Jürgen Swienty-Busch of Elsevier presented Reaxys, a new workflow solution for synthetic chemists based on data from CrossFire Beilstein, CrossFire Gmelin and Patent Chemistry Database merged together with additional functionalities, a redesigned interface, in which MarvinView and MarvinSketch are instrumental, and advanced results handling. Features include workflow and decision making support for synthesis design and planning; quick access to key data by displaying results in a unique tabulated overview; and output of data in most common formats. Reaxys also contains a synthesis planner.

Founder, one of the largest IT companies in China (second only to Lenovo), is supporting ChemAxon’s products in China and elsewhere. Sufang Zhao, VP International Business, showed examples of chemical registration and chemical supplier tracking software developed from the ChemAxon API, plus an incubator project based on FAST and the ChemAxon API.

Sophie Huet of Genostar demonstrated PathwayExplorer plus ChemAxon software. She did a substructure search for benzoate, displayed biochemical reactions that involve benzoate, and viewed KEGG maps of metabolic processes. Genostar’s software colours those maps and makes them interactive.

Linguamatics is working on chemistry enabled text mining with ChemAxon. The software demonstrated is a work in progress: the integration has to be made more seamless. Paul Milligan demonstrated structure input and ontology lookup. He drew a structure and took the SMILES into Linguamatics’ I2E natural language programming based, knowledge discovery platform, and did a substructure search in 10,000 documents. Similarity search is also possible.

MolPort has yet another molecular search engine and online chemical marketplace. Imants Zudans says that the unique selling point is the actual ordering of the chemicals: MolPort organises your purchases for you.

SEURAT from Synaptic Science has now been split into Personal SEURAT and Enterprise SEURAT. Hosted SEURAT is also available. Abbott sang the praises of the product at BioIT World.


How does this meeting differ from other user meetings? Recently I have been to two user meetings where the underlying theme was "ELN ELN ELN", so it was interesting to sit through two days of a programme that was not ELN-centric. The ChemAxon meeting is also less marketing oriented than a typical American user meeting and there is less business jargon. Some of the talks did have lengthy lists of features but the underlying approach is, in general, centred on computer science and computational chemistry.

As ChemAxon seeks to become a more "serious" contender in the cheminformatics marketplace, I do hope that it will not throw the baby out with the bath water and lose the very special characteristics that its faithful customers appreciate.

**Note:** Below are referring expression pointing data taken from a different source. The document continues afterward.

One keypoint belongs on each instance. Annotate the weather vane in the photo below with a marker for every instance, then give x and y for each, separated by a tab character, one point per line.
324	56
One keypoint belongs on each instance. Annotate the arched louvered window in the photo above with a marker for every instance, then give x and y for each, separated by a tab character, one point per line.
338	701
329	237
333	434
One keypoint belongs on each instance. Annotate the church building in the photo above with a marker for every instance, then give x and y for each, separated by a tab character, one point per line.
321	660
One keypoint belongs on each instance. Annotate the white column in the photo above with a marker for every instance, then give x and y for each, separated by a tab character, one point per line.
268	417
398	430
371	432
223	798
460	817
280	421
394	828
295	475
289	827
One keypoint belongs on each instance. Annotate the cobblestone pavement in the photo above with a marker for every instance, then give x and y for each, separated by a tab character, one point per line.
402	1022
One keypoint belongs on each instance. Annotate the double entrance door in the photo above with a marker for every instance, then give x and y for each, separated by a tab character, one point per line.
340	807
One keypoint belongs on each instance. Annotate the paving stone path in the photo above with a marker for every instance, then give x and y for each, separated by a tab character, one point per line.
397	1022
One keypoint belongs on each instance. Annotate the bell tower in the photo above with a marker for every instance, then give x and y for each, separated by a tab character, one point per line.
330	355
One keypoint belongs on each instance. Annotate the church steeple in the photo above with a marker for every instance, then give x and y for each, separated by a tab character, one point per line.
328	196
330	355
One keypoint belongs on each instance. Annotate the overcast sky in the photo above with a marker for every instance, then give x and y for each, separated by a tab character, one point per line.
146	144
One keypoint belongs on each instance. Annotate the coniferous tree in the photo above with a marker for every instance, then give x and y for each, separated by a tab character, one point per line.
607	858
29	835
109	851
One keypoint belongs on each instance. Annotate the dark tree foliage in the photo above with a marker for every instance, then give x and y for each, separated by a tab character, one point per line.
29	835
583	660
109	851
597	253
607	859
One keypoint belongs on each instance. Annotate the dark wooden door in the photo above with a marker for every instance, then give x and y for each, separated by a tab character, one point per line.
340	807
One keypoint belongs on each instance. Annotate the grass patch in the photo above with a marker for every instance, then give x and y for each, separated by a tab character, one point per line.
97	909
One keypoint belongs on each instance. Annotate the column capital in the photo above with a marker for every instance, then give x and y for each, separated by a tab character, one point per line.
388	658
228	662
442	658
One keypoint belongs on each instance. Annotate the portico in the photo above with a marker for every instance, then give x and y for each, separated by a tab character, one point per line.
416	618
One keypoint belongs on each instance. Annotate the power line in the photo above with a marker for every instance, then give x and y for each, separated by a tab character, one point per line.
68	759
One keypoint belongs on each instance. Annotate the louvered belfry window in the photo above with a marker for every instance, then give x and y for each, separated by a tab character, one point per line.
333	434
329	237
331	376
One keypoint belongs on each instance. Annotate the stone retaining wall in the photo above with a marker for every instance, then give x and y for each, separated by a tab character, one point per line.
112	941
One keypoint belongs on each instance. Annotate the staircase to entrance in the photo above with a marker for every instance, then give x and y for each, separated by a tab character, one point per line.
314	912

Alex Drijver says that ChemAxon aims to retain its existing virtues but to develop a more confident and serious business face as well. He speaks with the confidence that one would expect of a CEO but neither he nor the other speakers sound like smooth or slick marketing executives. I hope that ChemAxon will not begin to learn marketing-speak: currently it is a pleasure to find that no one at this user meeting thinks that "leverage" (sic) is a verb. Gradually ChemAxon is moving towards "enterprise strength" (another bit of business-speak you do not hear at this user meeting) but it still seems to be doing so in an approachable way. Customers clearly do not see ChemAxon as inflexible, arrogant or monolithic.

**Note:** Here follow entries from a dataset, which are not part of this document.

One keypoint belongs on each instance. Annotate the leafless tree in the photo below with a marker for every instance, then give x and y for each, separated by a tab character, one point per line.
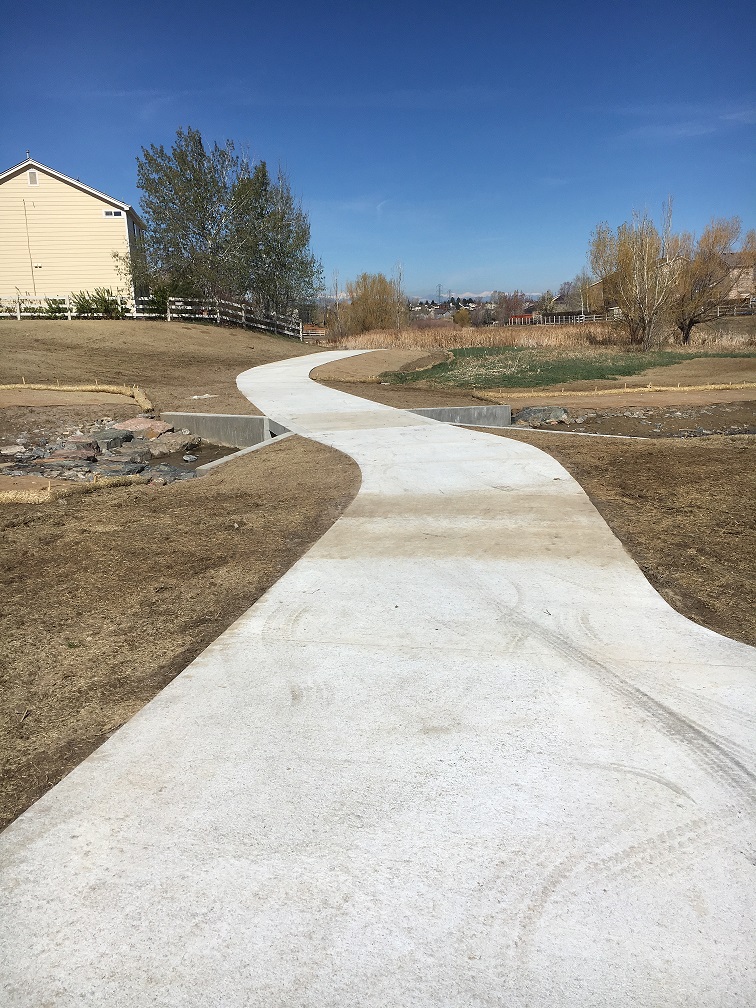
708	273
637	265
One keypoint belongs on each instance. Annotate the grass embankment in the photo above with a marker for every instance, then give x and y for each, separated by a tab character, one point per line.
520	367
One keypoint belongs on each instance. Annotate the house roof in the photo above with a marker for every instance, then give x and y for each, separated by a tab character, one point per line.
29	162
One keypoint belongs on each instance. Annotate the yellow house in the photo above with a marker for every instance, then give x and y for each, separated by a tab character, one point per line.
57	236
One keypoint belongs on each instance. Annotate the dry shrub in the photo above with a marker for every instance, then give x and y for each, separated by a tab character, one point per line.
130	390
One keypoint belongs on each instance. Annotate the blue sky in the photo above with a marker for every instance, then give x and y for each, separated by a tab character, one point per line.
477	145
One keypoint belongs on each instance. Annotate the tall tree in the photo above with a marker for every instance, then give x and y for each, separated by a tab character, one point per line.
636	265
218	225
708	273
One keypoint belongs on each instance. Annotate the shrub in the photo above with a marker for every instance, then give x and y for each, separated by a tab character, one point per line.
54	307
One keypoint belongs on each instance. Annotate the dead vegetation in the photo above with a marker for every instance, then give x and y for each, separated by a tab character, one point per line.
723	334
107	597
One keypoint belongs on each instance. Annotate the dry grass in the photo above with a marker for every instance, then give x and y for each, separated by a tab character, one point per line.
633	390
131	391
171	361
685	511
55	493
107	597
593	335
723	334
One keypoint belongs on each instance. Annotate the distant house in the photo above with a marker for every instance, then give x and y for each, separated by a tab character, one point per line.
742	284
742	276
57	236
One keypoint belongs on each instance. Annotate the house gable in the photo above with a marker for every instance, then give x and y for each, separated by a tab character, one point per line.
58	236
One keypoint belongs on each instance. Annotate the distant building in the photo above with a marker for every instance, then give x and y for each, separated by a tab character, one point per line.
57	236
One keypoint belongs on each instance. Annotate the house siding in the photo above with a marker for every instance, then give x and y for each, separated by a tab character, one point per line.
63	232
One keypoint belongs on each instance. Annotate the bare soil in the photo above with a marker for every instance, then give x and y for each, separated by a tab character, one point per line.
684	507
104	599
169	361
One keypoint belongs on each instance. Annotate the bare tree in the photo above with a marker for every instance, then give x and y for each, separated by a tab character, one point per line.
509	304
708	273
637	265
375	302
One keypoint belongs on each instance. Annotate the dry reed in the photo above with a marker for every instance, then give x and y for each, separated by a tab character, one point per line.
132	391
595	335
56	493
569	337
497	393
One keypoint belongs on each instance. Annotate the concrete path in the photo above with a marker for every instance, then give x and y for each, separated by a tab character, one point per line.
461	756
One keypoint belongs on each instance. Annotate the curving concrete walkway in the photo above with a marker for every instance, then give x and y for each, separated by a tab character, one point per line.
461	756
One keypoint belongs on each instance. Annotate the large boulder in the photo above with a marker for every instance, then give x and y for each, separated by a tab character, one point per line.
171	443
146	426
541	414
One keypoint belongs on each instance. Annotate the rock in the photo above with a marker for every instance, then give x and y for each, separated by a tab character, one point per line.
146	425
118	469
137	451
168	444
113	438
541	414
74	454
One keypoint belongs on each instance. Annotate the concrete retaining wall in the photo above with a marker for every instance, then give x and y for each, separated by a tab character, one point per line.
228	429
475	416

Are there any negatives? The variety of material covered in this user meeting did make me think that ChemAxon wants a finger in every pie (except perhaps a ChemAxon ELN). Could this lead to the developers being over-stretched? I hope not. Thus far the company has shown how fast it can grow its new ideas; it has low overheads compared with its major US competitors and it has taken on more developers in the Czech Republic and India. Thus far it has a good record for delivering on its promises. No company can afford to stay still; ChemAxon still seems to be managing the balancing act pretty well and it is remarkable how its revenues are increasing, despite the very difficult market conditions. Competition among vendors is good for users and I am positive about ChemAxon’s plans for the coming year.